Blood of the Demon

Streets whizzed by as Ryan drove, a frown wrinkling his forehead. “So what is Rachel going to do now? We don’t have any evidence to prove she killed Brian, so it’s going to be assumed that Davis did it.”

 

 

“Yeah, but you’re forgetting one important detail.”

 

He cocked an eyebrow at me.

 

“I’m a tenacious, stubborn bitch,” I said. “We can prove that Harris killed Carol. Easy. DNA. I’ll get the phone records to prove that Harris called Davis. And I’ll find a way to prove that Rachel was in the car with Davis if I have to track down every piece of surveillance video in this city. And I’ll grovel and apologize to Detective Fourcade in Mandeville and work with him to pin Elena’s death on Rachel as well—surveillance, trace evidence in the condo, whatever it takes.”

 

Ryan’s expression turned grim. “She’s going to know that we’re figuring it out and that she can’t walk away from all of this. It’s blowing up in her face.”

 

“Shit. It all makes sense now. Rachel did pro bono work at the neuro center and nursing homes, not out of the kindness of her heart but—”

 

“—to be near people whose essences she could slurp up,” Ryan finished for me.

 

“And when she killed Brian, she couldn’t pass up that juicy essence—”

 

“—and then she ran into one of those psycho pixies and got a lot stronger.”

 

“Yes,” I replied, “and stop finishing my sentences. It’s starting to—”

 

“—get annoying?” His eyes flashed with humor.

 

“Smartass. She must have wondered why Tessa didn’t have any essence, so she came to the house and she ran into a psycho pixie.” I sobered quickly. If I hadn’t taken all the wards down, she’d never have been able to get in. “And this means that she doesn’t need any weapons to kill.” A horrible thought struck me. “Oh, fuck. The ambulance—”

 

Ryan was dialing his cell phone before I could even finish the sentence. I listened, nerves on edge while he told the dispatcher that he needed a bolo—a be-on-the-look-out alert—on the subject that the ambulance had transported from Judge Roth’s house, explaining that Rachel Roth was a murder suspect and considered to be extremely dangerous. I watched his face as he listened, seeing his eyes narrow.

 

Finally he hung up. “They can’t raise the ambulance.”

 

They’re dead. A spasm of guilt twisted through me. I’d been too focused on Harris; I’d avoided seeing anything that could have allowed me to stop Rachel sooner.

 

“It’s not your fault,” Ryan cut into my thoughts.

 

“That’s up for debate,” I countered, worrying my lower lip. I could see the hospital a couple of blocks ahead. “Wait!

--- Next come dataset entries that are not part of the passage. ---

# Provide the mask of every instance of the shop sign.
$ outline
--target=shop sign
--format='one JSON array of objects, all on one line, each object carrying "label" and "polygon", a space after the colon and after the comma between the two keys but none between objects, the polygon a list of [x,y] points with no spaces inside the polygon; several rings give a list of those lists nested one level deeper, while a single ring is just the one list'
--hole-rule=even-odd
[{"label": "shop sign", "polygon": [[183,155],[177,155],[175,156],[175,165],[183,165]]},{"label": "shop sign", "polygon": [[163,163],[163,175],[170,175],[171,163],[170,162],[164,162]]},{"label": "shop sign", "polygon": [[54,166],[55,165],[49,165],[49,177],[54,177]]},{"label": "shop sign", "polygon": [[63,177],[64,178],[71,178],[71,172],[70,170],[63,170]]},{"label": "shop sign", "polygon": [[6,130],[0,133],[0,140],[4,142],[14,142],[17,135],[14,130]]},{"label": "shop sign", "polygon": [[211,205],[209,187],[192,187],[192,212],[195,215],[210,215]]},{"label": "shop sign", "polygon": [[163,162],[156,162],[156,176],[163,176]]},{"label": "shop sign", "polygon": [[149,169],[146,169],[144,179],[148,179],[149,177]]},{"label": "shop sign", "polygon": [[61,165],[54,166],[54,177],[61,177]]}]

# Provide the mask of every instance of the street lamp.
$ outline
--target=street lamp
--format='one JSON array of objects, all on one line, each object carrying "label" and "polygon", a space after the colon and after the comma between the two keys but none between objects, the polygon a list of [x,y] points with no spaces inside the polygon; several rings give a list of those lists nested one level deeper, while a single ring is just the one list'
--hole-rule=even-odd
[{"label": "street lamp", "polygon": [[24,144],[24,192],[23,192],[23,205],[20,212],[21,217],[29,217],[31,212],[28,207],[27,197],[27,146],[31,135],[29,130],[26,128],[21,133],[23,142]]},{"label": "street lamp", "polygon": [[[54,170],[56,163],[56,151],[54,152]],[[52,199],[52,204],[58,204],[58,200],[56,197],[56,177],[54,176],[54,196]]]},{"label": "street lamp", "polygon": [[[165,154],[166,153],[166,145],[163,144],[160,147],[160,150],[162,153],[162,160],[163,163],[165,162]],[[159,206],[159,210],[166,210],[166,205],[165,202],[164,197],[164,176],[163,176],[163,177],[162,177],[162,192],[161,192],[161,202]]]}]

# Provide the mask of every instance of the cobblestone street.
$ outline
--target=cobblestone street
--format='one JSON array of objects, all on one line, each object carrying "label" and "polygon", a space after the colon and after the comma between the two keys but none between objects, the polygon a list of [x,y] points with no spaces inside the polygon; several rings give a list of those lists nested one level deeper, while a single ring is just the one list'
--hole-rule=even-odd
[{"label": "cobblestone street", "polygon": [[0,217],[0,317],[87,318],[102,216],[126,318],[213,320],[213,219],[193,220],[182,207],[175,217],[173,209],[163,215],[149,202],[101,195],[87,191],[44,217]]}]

Stop!” I pointed to a parking lot across from the hospital, where I could see an ambulance parked crookedly.

 

Ryan whipped the car over, somehow managing not to get clipped by the sedan behind him. He bounced over the curb and screeched to a stop beside the ambulance.

 

“You check the back!” I ordered. I jumped out of the car and ran around to the front of the ambulance, gut tightening as I saw the driver slumped in her seat belt. “Shit,” I breathed, looking with sick dread at the dark-haired young woman and her open, staring brown eyes. I didn’t need to check for a pulse. I could feel what had happened.

 

I stepped back as Ryan closed the back of the ambulance, face grim. It was too easy for her. One was in the back with her, and then she reached through to the cab for the other one. I was distantly aware that Ryan was on his cell phone again, calling it in to the dispatcher, but my attention was suddenly focused elsewhere as I realized where we were.

 

We were in front of the neuro center.

 

 

 

 

 

I STARTED TOWARD THE DOOR, BUT RYAN GRABBED MY arm to stop me. “Wait,” he said. I looked back at him, a little surprised by the force in his grip. It wasn’t painful, but it was solid, and it was pretty damn obvious that he wasn’t going to let me go until he could say whatever he needed to say.

 

“Don’t put me through thinking you’re dead again,” he said, voice low and just as strong as the grip on my arm.

 

I almost came back with something flippant—a smartass remark to lighten the mood—but the look in his eyes stilled that line of thought. I suddenly realized how terrible the aftermath of my death must have been for him. He’d seen me eviscerated, my chest and stomach sliced open by the claws of a demon. He’d watched me bleed out onto the white tile floor, and there’d been no reason to believe that he would ever see me alive again. And for nearly two weeks he had lived with the knowledge that I was dead.

 

I could see the naked emotion in his face. For this one instant he’d dropped his careful guard, letting me see that he couldn’t lose me again, that he wouldn’t be able to survive it a second time.

 

But as a friend losing a friend or as something more? I wished I could tell.

 

“I won’t,” I replied quietly. “I promise.”